If your kid is afraid of Santa Claus, taking a picture of her on his lap won’t be easy!
I was at the mall doing some early Christmas shopping when I heard a child screaming at the top of his lungs. I thought maybe the boy was lost or someone was hurting him. I rushed towards the screams because I wanted to see what was going on. Suddenly, I found myself behind a long line of parents and children waiting to see Santa Claus. Inside the little Santa house was the young boy, red-faced with tears down his face, still screaming in his green Christmas-themed sweater. As a mother, I felt like jumping in there and taking him away from what was causing him such trauma. You could tell the boy’s parents were upset with him, because they appeared embarrassed. I thought “what’s wrong with this picture?”
IT’S NOT ALWAYS PICTURE PERFECT
Every parent wants those memorable photos of their children sitting on Santa Claus’s lap. But, often we get the child screaming, crying or trying to escape Santa photo. We’ve all seen them, and we didn’t have to search long to find the one above.
But there is a way to make your child’s visit as jolly as St. Nick. Dora Saucedo-Falls, a licensed, practicing counselor in Dallas offers some sound advice for making your child’s visit to Santa Claus a joyful occasion, not one of stress and anxiety. She says children waiting in line to see Santa are often focused on the crowds and chaos, while their parents are fixated on getting to the front of the line, and getting the photo.
“Put yourself at their level.” says Saucedo-Falls. “Babies and toddlers may have a short-term memory, but they will almost always assume something negative when they see Santa.”
YOU BETTER BE GOOD…
Saucedo-Falls recommends these few tips to help your child ease into the Santa visit and make it a good experience for all:
1. DO read books with pictures of Santa to your child days before your visit. It gets them used to seeing the white bearded one.
2. DON’T have picture day with Santa at the mall on the weekends. Crowds, chaos, and Christmas don’t mix well.
3. DO take them a few days earlier to see the layout of Santa’s house and to show them other kids interacting with Santa.
4. DON’T be uptight and stressed. A child can sense what you’re feeling, and will react the same way.
5. DO dress them in comfortable clothing. The fancy dress and bow tie may look cute, but may not be so comfortable adding to the stress of your child.
6. DO talk to them when you’re in line. Talk about how much fun you’re having and maybe glance over the book you shared earlier.
7. DO distract your child if you hear another child with Santa crying. Put Christmas music on your iPod and put headphones on your child right away.

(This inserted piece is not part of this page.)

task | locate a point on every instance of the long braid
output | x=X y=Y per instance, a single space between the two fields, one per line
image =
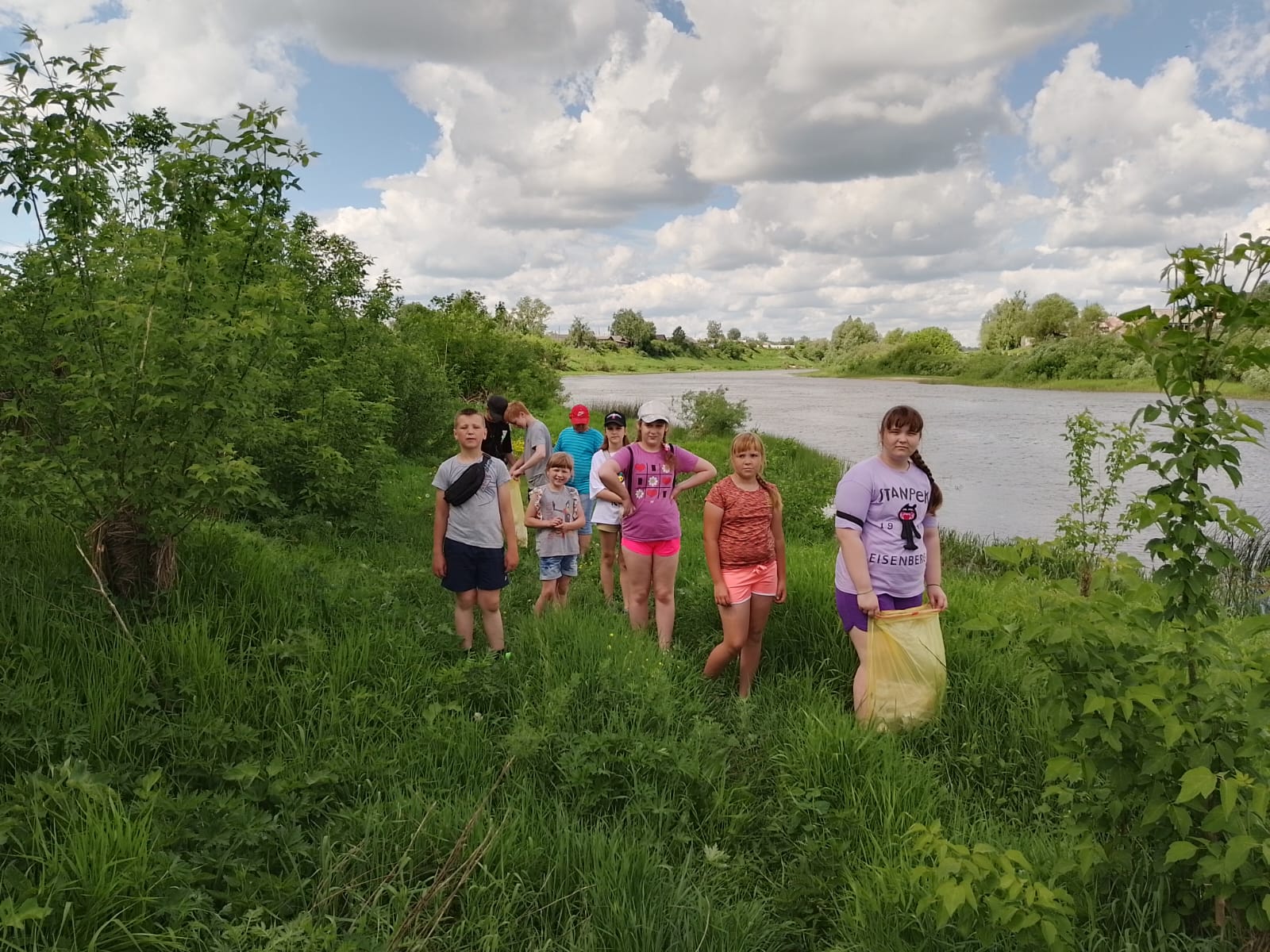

8. DON’T let someone else grab your child to put him/her on Santa’s lap. The grabbing scares a child, and when it’s a stranger doing it—it impacts the fear.
9. DON’T force a child to sit on Santa’s lap, if they don’t want too. It sends the wrong message and could make your child fear Santa in the future.

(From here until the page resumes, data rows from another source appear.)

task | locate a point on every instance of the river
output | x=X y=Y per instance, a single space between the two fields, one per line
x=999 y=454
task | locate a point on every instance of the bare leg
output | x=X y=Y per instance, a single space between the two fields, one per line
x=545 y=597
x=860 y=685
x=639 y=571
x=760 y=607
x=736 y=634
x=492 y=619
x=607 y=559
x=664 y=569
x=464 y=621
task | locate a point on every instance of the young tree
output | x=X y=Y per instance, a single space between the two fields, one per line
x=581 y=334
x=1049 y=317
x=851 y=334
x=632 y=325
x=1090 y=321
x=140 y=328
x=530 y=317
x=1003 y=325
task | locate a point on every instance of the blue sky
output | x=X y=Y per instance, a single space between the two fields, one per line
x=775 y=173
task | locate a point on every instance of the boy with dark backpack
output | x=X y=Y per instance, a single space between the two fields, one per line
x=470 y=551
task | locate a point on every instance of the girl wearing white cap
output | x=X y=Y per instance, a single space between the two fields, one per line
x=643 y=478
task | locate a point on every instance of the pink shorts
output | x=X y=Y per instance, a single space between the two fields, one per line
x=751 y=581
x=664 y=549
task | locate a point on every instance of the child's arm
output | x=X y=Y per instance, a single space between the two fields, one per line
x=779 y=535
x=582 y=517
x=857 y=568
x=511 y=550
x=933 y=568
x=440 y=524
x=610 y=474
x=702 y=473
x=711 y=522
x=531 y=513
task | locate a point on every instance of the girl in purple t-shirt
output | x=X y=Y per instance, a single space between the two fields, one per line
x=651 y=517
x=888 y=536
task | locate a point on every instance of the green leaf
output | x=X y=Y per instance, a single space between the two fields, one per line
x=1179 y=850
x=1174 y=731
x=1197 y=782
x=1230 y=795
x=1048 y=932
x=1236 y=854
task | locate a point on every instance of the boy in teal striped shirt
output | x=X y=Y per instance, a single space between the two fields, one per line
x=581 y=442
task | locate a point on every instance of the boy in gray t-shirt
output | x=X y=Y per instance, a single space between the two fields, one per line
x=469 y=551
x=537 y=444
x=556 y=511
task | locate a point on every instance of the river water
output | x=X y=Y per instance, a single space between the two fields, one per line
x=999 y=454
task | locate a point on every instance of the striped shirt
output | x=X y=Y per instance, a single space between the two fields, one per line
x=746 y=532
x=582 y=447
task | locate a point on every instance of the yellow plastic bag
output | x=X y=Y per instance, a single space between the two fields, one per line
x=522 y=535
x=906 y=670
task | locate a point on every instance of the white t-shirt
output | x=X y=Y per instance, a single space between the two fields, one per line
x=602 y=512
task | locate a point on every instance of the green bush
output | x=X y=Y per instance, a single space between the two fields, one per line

10. DON’T yell or get angry with your child, because they’re upset. That confuses them, because they know you as their protector.

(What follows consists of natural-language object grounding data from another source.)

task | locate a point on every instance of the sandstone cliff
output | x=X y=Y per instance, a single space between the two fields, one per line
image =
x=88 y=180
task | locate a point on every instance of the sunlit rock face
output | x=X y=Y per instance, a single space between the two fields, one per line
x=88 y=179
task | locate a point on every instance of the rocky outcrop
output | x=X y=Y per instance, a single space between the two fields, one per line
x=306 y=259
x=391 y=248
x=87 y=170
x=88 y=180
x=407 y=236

11. DO comfort your child if they’re upset, and tell them “it’s ok.” Leave the area right away, but don’t panic.
12. REMEMBER there’s always next year.
MAKING SANTA MEMORIES
You’ve heard of relatives or parents dressing up as Santa Claus? Saucedo-Falls recommends you use that idea. ” Have a family friend dress up as Santa and let your child see him put on the white beard,” adds the practicing counselor. She says that you’re not giving away any secrets by doing this, but instead making your child’s experience a good one. ” When they’re babies and toddlers, they’re not thinking he’s make believe,” Saucedo-Falls says. “They don’t reason like that yet.”
Be mindful of keeping the “Merry” in the “Christmas”, because in the end—that’s what it is all about for the whole family. And with a little preparation, you can capture that merriment in a photograph.